Arroyo C S, Michaels E K, Laurito C E, Schreibman M L, Kandel G
Department of Urology, University of Illinois College of Medicine, Chicago, USA.
J Endourol. 1995 Feb;9(1):41-3. doi: 10.1089/end.1995.9.41.
The painful stimuli produced by a new generation of electrohydraulic/electromagnetic lithotripters are such that continuous infusion analgesia rather than general or regional anesthesia is appropriate. We describe our experience with continuous alfentanil infusion supplemented with intravenous bolus midazolam in caring for patients treated with an unmodified Medstone STS 1050 lithotripter. Ninety consecutive treatments using this technique averaged 63 minutes, compared with 69 minutes for 14 treatments done with general anesthesia and 88 minutes for 58 treatments done with epidural anesthesia. The stone burden, kilovoltage, and number of shocks were similar for the three groups, as was the immediate stone fragmentation rate. Only 2 of 90 patients received inadequate analgesia with the intravenous technique and required the induction of general anesthesia. Continuous-infusion analgesia appears sufficient to blunt the stimulus provided by the unmodified spark-gap lithotripters still in common use.

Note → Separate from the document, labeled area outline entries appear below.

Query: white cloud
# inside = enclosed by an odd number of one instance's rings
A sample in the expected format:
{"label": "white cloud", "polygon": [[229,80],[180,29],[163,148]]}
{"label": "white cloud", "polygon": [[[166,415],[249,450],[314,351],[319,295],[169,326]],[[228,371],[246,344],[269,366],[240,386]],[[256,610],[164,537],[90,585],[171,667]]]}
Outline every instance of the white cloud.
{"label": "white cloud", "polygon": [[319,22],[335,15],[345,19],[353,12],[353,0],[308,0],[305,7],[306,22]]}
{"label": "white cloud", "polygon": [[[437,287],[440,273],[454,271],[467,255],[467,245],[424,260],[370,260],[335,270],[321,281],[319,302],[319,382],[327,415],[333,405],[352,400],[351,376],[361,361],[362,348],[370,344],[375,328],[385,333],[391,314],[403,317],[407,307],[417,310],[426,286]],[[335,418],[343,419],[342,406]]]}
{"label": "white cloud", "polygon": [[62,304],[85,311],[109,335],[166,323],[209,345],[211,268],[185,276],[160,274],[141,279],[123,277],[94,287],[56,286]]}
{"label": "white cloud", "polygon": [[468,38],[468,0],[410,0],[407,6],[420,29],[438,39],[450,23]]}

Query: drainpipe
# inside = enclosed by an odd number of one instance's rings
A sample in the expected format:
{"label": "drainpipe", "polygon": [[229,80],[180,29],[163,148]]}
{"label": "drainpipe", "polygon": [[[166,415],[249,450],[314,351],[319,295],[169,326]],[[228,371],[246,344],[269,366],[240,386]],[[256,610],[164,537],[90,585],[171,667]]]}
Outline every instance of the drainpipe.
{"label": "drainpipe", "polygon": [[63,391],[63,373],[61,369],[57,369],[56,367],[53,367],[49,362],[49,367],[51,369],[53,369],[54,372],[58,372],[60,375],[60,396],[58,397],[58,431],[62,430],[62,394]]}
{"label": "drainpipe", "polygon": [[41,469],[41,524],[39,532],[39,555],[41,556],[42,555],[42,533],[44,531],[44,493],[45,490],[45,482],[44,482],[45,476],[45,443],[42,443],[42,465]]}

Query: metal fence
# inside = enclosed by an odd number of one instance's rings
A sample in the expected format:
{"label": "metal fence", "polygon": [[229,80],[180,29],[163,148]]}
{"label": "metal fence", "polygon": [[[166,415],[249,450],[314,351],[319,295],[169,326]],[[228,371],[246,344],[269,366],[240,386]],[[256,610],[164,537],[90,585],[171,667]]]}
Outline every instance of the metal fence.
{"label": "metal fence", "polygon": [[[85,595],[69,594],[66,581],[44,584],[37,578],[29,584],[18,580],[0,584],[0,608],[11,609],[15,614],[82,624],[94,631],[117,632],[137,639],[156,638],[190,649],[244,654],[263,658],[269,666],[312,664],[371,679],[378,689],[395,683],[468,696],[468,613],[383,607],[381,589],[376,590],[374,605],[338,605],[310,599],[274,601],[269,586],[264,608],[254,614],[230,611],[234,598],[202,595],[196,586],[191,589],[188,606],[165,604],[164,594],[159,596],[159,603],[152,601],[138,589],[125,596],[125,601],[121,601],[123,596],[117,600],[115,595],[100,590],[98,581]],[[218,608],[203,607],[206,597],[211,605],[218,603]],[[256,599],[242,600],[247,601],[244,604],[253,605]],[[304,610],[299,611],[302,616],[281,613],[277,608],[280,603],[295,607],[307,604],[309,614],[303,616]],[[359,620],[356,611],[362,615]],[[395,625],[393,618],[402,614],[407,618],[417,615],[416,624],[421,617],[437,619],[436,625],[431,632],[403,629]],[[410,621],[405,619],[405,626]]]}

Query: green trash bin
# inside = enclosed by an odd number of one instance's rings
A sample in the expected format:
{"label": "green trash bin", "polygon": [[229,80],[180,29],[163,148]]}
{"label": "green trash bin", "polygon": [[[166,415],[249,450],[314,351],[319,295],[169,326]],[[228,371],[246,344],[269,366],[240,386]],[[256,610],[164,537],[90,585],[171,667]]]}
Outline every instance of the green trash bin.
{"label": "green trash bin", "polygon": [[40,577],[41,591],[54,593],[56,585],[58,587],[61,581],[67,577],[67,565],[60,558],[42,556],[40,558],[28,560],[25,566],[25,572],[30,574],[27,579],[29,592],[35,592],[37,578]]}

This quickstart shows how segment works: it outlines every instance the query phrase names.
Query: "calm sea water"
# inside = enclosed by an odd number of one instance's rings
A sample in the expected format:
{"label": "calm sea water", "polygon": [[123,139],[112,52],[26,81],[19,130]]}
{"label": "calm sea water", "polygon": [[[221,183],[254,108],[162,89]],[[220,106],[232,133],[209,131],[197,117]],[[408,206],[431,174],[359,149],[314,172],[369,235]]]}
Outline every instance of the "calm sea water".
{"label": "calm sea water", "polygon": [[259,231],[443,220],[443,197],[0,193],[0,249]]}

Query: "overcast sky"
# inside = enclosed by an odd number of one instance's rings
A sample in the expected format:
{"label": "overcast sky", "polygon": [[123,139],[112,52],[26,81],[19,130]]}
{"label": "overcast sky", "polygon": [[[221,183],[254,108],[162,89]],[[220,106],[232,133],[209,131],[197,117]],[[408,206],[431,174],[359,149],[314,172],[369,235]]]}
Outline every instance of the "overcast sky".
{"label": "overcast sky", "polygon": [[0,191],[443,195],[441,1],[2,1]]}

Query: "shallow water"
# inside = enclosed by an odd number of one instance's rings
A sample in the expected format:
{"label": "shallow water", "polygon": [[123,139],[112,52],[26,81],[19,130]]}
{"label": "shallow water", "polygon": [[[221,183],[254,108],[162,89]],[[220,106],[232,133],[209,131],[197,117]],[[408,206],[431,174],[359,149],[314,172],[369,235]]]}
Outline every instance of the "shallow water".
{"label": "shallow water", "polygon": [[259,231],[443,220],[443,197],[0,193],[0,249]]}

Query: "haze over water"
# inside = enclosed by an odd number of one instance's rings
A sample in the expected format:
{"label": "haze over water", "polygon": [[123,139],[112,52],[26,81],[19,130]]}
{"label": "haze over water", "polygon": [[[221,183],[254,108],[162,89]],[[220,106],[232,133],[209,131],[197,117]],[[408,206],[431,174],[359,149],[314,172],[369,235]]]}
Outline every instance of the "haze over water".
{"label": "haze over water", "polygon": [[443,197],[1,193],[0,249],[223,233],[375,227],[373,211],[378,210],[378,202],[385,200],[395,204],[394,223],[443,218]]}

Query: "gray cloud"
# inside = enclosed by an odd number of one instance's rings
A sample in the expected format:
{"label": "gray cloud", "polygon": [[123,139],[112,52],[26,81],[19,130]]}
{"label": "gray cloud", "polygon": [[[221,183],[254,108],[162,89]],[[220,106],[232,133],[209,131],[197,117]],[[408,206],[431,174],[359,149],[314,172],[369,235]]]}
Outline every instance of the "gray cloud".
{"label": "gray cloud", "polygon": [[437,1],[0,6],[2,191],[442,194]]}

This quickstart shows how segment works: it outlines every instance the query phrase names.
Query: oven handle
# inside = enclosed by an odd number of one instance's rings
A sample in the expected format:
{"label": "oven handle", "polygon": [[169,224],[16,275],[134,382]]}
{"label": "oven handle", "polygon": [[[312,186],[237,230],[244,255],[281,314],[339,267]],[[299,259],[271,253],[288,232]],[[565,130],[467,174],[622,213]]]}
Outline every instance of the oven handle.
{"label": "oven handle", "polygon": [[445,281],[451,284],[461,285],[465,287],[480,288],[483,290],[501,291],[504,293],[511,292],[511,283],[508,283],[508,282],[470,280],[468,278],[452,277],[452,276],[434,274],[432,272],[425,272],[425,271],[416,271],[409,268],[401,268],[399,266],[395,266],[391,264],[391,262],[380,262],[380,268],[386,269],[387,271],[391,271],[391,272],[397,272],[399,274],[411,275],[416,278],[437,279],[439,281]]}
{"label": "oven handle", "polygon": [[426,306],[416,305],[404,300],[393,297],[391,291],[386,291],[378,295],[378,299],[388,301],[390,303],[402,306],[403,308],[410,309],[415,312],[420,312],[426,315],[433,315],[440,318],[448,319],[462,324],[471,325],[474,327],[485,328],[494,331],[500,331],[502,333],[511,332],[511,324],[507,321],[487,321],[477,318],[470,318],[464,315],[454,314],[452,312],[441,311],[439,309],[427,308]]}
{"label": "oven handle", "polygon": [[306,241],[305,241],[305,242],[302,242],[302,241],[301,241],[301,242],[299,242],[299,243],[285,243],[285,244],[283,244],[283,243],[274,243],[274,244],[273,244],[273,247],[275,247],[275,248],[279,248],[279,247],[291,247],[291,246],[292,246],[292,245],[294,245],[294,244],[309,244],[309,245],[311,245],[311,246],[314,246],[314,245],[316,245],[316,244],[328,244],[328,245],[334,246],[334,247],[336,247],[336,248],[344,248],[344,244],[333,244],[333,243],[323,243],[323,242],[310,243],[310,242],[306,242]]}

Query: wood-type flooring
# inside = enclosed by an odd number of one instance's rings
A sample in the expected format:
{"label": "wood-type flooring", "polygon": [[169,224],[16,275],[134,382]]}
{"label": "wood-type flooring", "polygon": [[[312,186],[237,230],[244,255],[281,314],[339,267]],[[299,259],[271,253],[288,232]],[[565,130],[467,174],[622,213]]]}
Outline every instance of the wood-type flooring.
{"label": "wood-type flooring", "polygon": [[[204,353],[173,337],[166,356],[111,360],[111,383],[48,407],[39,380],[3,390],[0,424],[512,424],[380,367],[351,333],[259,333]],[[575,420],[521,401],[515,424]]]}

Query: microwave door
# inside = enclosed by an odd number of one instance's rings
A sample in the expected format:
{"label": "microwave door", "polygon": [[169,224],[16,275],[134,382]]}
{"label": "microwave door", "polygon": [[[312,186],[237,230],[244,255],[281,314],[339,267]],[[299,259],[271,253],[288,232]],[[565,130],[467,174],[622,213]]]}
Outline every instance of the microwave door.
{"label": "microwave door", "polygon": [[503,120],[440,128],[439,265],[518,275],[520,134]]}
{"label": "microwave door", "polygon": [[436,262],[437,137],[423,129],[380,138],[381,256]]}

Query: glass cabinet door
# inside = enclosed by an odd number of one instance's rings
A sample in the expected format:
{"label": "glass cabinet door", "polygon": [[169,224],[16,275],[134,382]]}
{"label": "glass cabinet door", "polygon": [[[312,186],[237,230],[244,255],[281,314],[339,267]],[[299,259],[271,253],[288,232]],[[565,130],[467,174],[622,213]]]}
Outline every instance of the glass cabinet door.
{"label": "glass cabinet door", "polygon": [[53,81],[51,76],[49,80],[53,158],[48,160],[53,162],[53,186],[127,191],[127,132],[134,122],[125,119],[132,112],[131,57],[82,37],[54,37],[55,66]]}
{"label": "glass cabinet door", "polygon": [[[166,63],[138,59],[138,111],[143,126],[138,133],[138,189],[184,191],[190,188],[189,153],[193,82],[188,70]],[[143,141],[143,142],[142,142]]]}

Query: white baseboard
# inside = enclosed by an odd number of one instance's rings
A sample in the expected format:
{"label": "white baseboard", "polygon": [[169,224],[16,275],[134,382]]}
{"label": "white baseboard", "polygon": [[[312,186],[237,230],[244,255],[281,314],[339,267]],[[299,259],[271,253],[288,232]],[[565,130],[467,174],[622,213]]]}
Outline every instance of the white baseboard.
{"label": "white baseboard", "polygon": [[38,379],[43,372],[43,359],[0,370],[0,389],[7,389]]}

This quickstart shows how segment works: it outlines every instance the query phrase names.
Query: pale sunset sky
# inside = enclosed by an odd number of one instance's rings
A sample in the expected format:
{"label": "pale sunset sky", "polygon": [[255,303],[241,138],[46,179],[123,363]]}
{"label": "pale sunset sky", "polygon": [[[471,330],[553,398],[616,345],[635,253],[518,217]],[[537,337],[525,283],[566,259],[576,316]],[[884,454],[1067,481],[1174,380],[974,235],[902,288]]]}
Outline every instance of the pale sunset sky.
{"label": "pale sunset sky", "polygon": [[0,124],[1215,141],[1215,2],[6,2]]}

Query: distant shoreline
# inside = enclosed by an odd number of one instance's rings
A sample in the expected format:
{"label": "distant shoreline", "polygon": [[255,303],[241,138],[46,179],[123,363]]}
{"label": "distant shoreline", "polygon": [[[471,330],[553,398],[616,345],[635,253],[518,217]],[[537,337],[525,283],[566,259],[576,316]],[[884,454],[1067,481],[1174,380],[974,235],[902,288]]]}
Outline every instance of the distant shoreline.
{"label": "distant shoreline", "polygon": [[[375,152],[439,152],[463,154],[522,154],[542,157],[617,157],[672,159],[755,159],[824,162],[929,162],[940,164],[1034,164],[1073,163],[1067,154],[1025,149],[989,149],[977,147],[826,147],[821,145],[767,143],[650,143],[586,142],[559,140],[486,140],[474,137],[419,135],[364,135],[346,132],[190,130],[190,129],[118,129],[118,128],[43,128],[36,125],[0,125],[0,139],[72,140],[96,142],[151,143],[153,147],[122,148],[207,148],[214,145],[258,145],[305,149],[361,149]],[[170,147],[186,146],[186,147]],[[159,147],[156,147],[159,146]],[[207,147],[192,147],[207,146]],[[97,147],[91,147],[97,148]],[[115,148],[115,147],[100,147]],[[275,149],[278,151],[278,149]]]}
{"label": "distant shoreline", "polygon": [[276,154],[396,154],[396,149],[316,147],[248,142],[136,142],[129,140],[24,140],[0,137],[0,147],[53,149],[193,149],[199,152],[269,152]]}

新一代电液压/电磁碎石机产生的疼痛刺激使得连续输注镇痛而非全身或区域麻醉更为合适。我们描述了在护理使用未改良的Medstone STS 1050碎石机治疗的患者时,采用持续输注阿芬太尼并辅以静脉推注咪达唑仑的经验。使用该技术连续进行的90次治疗平均时长为63分钟,相比之下,14次全身麻醉治疗平均时长为69分钟,58次硬膜外麻醉治疗平均时长为88分钟。三组的结石负荷、千伏数和冲击次数相似,即时结石破碎率也相似。90例患者中只有2例采用静脉技术镇痛不足,需要诱导全身麻醉。持续输注镇痛似乎足以减轻仍在普遍使用的未改良火花隙碎石机所产生的刺激。